Vorbemerkung

Um das Selbstverständnis der Gründungsmitglieder der Ur- und frühgeschichtlichen Arbeitsgemeinschaft in Fritzlar zu begreifen, ist es nützlich auf die "Pionierzeit" ihrer organisierten Tätigkeit zurückzublicken. Dabei wird deutlich, daß ihr auch schon bislang historisches Interesse, das z. T. weit in die Zwischenkriegszeit (bei August Boley und Willi Mathias sogar bis vor den 1. Weltkrieg) zurückreichte, durch ihre Erfahrungen des 3. Reiches sicher mitgeprägt worden ist. Das bedeutete aber ihren weiterhin aufmerksamen Blick zunächst möglichst weit von "Rassen", "Ariern" und "Germanen" zu richten. Mit der Steinzeit und Eiszeit hatte sich bislag (von Fritz Rödde, Felix Pusch und Adolf Luttropp vielleicht ein-mal abgesehen) kaum jemand ensthaft beschäftigt. Bei Walter Knapp und Alfred Klisch war die Berührung mit geologi-schen und naturwissenschaftlichen Phänomenen beruflich bedingt. Daher ist das hier im Jahre 1956 veröffentliche Lob von Prof. Jacobshagen (der ja seine eigene bemerkenswerte Forscherlaufbahn aufwies) nicht nur eine erste, nicht nur er-strebte Bestätigung sondern bedeutet auch einen Anschub und Auftrieb von kompetenter professioneller Seite, der Sicherheit gab und genug Anstoß bot weiter und voran zu arbeiten.
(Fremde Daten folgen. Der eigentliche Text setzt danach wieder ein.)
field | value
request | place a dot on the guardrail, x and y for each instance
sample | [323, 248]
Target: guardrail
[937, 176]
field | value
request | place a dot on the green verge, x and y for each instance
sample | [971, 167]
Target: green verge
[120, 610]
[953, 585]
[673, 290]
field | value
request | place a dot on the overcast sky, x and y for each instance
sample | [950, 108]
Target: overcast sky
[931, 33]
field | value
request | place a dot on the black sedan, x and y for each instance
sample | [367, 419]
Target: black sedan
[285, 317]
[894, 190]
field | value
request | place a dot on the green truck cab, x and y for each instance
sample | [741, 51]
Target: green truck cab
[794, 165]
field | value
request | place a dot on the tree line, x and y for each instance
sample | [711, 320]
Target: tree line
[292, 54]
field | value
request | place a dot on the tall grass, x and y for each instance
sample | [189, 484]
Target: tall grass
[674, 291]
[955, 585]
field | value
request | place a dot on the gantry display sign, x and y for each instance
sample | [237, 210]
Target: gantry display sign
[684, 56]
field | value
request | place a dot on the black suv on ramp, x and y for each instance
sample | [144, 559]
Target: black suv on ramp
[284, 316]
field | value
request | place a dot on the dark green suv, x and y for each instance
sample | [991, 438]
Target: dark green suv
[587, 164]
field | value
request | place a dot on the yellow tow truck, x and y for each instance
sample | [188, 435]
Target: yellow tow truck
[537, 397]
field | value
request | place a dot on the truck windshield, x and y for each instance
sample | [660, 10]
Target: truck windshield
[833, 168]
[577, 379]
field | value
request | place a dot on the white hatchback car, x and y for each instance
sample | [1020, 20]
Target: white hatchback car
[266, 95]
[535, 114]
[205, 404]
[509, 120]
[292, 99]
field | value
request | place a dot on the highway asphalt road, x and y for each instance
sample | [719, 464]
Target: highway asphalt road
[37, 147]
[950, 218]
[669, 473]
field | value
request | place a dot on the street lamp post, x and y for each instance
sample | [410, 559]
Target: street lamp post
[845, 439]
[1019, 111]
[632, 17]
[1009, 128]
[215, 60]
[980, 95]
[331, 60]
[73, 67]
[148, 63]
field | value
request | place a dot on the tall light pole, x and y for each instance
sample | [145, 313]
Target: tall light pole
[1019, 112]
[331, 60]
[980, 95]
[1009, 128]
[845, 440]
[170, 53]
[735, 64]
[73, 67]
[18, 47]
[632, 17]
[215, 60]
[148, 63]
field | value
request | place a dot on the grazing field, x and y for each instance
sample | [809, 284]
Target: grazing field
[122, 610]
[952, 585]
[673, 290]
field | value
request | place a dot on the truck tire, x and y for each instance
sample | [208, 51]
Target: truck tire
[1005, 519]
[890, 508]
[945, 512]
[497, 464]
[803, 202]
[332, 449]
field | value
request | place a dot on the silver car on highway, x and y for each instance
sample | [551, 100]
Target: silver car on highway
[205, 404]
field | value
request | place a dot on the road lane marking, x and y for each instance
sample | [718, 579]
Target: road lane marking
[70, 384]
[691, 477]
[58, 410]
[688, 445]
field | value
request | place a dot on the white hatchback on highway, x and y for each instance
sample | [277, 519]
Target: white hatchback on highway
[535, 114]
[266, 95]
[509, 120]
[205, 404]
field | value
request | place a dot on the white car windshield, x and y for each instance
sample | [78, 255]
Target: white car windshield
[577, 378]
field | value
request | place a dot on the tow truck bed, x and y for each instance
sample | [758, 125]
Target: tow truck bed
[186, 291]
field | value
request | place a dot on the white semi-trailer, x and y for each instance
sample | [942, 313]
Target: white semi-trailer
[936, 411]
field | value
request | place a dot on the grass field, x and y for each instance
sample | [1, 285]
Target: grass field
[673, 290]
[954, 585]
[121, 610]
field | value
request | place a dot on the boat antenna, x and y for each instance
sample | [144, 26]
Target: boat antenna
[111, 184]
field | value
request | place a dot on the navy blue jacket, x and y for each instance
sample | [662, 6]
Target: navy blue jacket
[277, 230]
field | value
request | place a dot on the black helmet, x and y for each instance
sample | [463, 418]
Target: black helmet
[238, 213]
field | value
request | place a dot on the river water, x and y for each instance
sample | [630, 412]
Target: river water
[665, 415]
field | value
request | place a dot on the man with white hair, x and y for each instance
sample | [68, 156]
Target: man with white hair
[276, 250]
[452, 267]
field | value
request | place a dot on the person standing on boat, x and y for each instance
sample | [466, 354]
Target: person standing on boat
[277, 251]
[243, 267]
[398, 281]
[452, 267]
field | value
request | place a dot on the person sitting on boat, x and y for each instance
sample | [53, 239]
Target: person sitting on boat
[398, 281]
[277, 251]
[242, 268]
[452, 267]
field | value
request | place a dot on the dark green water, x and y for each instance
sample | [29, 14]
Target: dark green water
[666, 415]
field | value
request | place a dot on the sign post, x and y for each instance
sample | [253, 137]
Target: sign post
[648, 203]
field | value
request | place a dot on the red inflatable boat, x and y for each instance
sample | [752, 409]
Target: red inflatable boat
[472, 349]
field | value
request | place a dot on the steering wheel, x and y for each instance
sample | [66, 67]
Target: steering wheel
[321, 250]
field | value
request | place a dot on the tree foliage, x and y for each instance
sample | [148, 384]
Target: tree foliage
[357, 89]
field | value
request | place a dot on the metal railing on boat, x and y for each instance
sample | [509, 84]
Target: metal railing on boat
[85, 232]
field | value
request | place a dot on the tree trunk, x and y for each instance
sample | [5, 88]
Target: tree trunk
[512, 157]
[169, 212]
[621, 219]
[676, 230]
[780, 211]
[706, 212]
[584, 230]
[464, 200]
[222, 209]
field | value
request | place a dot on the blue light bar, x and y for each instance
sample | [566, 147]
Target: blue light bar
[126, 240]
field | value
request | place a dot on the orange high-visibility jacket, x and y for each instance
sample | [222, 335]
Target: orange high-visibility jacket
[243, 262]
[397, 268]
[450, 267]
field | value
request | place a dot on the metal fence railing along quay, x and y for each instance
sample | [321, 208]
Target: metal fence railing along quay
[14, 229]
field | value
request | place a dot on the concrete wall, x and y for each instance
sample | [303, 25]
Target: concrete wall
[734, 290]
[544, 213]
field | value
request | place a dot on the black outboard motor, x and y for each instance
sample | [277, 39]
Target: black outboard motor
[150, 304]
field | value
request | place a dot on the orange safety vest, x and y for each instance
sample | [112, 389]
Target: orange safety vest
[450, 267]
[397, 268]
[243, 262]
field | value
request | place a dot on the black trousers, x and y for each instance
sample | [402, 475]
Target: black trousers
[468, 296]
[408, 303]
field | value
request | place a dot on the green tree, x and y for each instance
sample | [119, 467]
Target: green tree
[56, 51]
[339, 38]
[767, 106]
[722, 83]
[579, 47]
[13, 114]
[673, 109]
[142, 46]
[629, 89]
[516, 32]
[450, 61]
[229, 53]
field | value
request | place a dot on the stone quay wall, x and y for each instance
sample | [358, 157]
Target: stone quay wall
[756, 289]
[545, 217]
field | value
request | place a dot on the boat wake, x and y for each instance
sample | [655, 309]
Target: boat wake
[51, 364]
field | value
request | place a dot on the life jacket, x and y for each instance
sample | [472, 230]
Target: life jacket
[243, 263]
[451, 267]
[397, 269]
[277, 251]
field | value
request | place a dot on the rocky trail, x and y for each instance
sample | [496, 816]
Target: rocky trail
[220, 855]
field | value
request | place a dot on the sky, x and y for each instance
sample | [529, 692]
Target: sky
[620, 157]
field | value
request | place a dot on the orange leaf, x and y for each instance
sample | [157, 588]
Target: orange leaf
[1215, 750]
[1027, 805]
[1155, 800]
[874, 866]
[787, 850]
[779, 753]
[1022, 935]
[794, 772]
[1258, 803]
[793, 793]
Tatsächlich wurde dann im Laufe der nächsten Jahrzehnte die Sammlung in Fritzlar in Nordhessen eine der bedeutensten uns angesehensten nach dem Ottoneum und dem Landesmuseum in Kassel. Die Zusammenarbeit mit Prof. Bosinski, Universität Köln, Monrepos, seinen Schülern und anderen Vertretern, auch international, war daher sicher kein Zufall.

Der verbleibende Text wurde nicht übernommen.